According to the loading effect phenomenon of etching, the trench forming method provided in this embodiment utilizes the first mask pattern (the pattern corresponding to the trench in the wiring region on the back) and the second mask pattern (the pattern corresponding to the pattern used for isolation between pixel units) The pattern corresponding to the groove) has different areas, and has the first mask pattern and the second mask pattern on a mask plate, and forms the first groove with different depths (for forming the back surface) with one exposure, development, and etching. The trench in the wiring region) and the second trench (the trench used for isolation between pixel units) simplify the process and reduce the cost. The CMOS image sensor formed by the groove forming method of the present invention has simple manufacturing process and low cost.

It is worth noting that the isolation effect of the second trench is different due to the different substances filled in the second trench. The isolation can be divided into optical isolation and electronic isolation. Filling the second trench with opaque metal can be For optical isolation, the second trench is filled with non-conductive silicon oxide for electrical isolation.

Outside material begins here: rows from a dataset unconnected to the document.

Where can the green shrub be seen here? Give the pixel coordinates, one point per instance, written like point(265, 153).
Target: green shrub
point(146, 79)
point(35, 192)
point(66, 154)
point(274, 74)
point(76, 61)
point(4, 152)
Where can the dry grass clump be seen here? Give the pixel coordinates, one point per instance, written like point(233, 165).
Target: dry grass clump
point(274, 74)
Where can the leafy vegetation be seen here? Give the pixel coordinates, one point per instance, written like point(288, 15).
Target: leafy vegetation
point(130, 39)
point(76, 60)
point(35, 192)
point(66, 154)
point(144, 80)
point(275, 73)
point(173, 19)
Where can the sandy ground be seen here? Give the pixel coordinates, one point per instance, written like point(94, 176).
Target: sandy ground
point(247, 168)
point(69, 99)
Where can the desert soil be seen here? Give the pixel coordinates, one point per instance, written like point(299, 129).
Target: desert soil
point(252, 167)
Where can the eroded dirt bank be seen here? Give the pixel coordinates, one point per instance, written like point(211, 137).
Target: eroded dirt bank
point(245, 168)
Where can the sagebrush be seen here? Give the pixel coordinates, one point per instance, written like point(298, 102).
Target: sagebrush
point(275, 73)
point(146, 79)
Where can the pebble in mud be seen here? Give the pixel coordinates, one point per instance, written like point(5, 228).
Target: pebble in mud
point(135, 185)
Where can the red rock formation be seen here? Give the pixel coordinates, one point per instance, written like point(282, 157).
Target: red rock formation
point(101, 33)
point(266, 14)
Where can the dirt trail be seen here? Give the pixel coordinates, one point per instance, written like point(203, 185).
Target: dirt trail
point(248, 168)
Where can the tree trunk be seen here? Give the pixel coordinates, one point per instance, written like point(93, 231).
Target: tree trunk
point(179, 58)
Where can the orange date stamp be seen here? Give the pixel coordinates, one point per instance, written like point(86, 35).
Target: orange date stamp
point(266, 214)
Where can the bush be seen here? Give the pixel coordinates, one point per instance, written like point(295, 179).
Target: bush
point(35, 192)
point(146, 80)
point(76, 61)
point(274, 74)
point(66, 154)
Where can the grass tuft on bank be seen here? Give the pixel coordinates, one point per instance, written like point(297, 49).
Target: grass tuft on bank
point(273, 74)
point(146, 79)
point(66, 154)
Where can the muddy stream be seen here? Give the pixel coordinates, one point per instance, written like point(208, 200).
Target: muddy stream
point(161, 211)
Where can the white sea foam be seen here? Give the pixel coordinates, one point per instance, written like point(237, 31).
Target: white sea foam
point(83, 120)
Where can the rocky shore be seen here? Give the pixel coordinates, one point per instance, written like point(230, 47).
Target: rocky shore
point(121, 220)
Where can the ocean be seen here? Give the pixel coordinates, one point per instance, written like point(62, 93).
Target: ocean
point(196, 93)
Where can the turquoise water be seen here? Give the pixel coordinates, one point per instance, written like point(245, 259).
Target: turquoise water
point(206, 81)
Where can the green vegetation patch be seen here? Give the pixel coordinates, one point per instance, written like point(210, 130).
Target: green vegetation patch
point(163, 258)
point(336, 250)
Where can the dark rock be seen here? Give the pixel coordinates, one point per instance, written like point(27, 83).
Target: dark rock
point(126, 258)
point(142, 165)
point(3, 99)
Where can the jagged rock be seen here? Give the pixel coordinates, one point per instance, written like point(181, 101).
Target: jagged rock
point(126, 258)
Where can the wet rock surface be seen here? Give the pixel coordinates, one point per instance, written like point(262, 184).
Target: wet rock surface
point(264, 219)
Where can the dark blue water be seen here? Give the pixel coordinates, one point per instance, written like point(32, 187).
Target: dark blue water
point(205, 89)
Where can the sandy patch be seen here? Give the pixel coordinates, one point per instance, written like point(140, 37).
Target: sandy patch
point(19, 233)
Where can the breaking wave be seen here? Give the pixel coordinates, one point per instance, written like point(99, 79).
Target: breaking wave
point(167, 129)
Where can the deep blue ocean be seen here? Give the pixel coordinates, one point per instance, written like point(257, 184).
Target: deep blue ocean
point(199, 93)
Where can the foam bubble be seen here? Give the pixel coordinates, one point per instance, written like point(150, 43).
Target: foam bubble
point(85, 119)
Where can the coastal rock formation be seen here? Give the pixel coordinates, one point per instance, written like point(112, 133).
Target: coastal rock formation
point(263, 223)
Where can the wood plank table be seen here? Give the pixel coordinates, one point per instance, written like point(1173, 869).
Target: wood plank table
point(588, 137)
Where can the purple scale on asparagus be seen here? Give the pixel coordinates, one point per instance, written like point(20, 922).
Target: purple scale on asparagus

The above is only a specific embodiment of the present invention, but the scope of protection of the present invention is not limited thereto, any changes or substitutions that can be easily conceived by those skilled in the art within the technical scope disclosed in the present invention, All should be covered within the protection scope of the present invention. Therefore, the protection scope of the present invention should be determined by the protection scope of the claims.

Claims (10)

1. A trench forming method, characterized in that, comprising: providing a substrate and an oxide layer beneath the substrate; Coating photoresist on the substrate, using a mask to expose and develop the photoresist on the substrate, so as to form a first pattern and a second pattern on the photoresist of the substrate; The mask plate has a first mask pattern corresponding to the first pattern and a second mask pattern corresponding to the second pattern, and the area of the first mask pattern is larger than the area of the second mask pattern; Etching the substrate according to the first pattern and the second pattern formed on the photoresist of the substrate, removing the photoresist on the substrate, and forming a first groove and a second groove on the substrate grooves, the depth of the first groove is greater than the depth of the second groove. 2. A semiconductor device, characterized in that the semiconductor device comprises a base and an oxide layer below the base, and the first trench and the second trench are formed on the base by the method for forming the trench according to claim 1. Two grooves. 3. The semiconductor device according to claim 2, wherein the depth of the first trench is 1.1-2.0 times the depth of the second trench. 4 . The semiconductor device according to claim 2 , wherein the width of the second trench is in the range of 70-150 nm, and the depth of the second trench is in the range of 1500-2500 nm. 5. The semiconductor device according to any one of claims 2-4, characterized in that the semiconductor device is a CMOS image sensor. 6. The semiconductor device according to claim 5, wherein the first trench runs through the base and part of the oxide layer, and there is a gap between the bottom of the second trench and the bottom surface of the base. preset distance. 7. The semiconductor device according to claim 6, wherein the first trench is a trench for forming a back wiring region. 8. The semiconductor device according to claim 6, wherein the second trench is a trench for isolation between pixel units. 9. The semiconductor device according to claim 8, characterized in that it comprises at least four second grooves, and each of the four second grooves in the at least four second grooves is composed of A rectangular area, each of which surrounds a pixel unit. 10. The semiconductor device according to claim 2, wherein the substrate is a silicon substrate.